3Dスキャナーで板金検査を簡易化し、部品の開発期間を3分の1短縮:3Dスキャナーニュース
Shining3D Technology Japanは、自動車板金部品の検査に高精度3Dスキャン技術を導入し、ゲージ開発のリードタイムを削減。プロジェクトの所要期間を最低でも3分の1短縮した。
Shining3D Technology Japan(Shining3D)は2025年12月24日、Liuzhou Yinrui Automotive(柳州銀瑞車業)が高精度3Dスキャナー「FreeScan Trak Nova」により板金部品の検査工程を効率化したと発表した。同製品は、ゲージを使った検査を3Dスキャンで代替するもので、開発コストを削減して新型車の市場投入を加速する。

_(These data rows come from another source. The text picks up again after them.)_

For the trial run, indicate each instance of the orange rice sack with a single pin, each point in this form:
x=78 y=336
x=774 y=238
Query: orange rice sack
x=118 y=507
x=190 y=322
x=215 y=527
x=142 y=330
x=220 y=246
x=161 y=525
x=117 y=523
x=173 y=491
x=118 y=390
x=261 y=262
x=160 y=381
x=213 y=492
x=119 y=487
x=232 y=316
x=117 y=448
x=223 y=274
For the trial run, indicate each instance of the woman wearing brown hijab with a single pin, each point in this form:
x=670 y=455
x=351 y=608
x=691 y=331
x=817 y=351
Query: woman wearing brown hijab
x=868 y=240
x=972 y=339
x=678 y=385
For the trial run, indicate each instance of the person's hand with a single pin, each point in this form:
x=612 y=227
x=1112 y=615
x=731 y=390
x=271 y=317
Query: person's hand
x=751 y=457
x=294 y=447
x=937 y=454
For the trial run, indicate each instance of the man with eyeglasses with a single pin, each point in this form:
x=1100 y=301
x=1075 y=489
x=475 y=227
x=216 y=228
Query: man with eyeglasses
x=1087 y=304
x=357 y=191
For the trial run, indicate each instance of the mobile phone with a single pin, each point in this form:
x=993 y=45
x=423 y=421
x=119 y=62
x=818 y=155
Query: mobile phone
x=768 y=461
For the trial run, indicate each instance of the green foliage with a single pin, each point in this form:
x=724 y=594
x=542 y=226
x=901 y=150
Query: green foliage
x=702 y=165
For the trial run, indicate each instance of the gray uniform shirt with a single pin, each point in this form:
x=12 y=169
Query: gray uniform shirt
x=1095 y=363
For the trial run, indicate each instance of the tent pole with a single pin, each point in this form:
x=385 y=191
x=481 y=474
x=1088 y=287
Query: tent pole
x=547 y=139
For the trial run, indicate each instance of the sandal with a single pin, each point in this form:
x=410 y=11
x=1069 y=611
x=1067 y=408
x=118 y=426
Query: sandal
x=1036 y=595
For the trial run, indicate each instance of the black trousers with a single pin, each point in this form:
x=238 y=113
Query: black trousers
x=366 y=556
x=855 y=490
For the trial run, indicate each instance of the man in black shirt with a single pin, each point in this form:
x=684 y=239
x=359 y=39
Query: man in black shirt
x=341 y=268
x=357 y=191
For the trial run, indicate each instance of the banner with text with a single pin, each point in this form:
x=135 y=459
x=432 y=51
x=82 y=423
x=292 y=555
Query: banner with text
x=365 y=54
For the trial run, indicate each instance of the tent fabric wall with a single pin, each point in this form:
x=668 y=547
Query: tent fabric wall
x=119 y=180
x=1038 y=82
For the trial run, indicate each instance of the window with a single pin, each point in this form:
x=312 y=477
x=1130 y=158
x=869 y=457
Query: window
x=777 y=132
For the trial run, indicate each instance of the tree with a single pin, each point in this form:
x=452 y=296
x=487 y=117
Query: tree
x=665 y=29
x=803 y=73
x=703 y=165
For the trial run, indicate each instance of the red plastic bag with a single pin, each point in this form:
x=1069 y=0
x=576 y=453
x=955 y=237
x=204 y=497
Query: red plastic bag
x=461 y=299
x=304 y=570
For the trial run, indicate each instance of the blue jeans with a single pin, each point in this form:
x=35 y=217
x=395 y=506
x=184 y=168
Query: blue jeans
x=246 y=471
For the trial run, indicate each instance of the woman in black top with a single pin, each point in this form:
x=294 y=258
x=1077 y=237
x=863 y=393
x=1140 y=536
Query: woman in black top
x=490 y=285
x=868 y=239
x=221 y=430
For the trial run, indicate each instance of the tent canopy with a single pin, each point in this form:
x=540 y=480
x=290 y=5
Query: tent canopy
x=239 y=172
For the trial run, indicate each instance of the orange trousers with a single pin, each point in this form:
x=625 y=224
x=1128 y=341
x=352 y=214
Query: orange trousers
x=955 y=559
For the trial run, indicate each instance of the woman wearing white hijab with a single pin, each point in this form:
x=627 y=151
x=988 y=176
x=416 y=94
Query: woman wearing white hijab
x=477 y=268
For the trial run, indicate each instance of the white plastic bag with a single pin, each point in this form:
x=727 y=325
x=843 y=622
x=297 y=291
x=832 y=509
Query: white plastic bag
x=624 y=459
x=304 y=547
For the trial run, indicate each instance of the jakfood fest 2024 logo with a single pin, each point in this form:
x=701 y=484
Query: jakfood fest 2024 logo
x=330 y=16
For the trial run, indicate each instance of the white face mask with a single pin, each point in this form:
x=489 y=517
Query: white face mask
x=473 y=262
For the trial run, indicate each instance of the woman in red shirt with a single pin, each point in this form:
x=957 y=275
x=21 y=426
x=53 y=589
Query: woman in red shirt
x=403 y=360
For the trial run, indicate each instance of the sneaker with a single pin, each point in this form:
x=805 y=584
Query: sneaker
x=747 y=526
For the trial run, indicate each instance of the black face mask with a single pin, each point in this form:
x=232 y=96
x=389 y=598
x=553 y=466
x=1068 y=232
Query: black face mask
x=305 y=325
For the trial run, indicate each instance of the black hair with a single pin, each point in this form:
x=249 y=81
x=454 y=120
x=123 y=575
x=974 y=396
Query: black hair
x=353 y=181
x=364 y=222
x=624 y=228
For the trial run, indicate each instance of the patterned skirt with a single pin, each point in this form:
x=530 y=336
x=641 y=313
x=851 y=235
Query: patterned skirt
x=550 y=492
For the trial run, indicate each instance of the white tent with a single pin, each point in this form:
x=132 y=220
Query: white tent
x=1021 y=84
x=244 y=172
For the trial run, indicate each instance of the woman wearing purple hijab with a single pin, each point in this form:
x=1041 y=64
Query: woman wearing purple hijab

Liuzhou Yinrui Automotiveは、OEMメーカー向けのサプライヤーとして自動車部品を製造/販売している。同社が導入したFreeScan Trak Novaは、ダイナミックトラッキング機能を持つ可搬型の3D計測システムだ。ワイヤレス接続と軽量設計に加え、ビデオフォトグラメトリー(VPG)機能を備えることで、大規模な測定対象物にも対応する。
今回の事例では、板金部品の検査工程において、対象物の3DデータをFreeScan Trak Novaで計測した。同製品は非接触で計測するため、多様な形状やサイズの部品に対応できる。また、リアルタイムでメッシュデータを生成することで、検査ワークフローの効率化が図れる。
従来の物理的なゲージは、部品ごとに専用の治具を必要としていた。同スキャナーは、ゲージの設計と製作に要していた1.5〜2カ月のリードタイムを削減することで、プロジェクトの所要期間を最低でも3分の1短縮させた。特に、両面を検査する部品では、従来は2セットのゲージを必要としていたが、同機は全ての面を一度のスキャンで検査可能で、より高いコスト削減効果が期待できる。
Shining3Dは、今後も産業用3D計測ソリューションの普及を推進し、自動車製造をはじめとする品質検査分野において新たな基準の確立を目指す方針だ。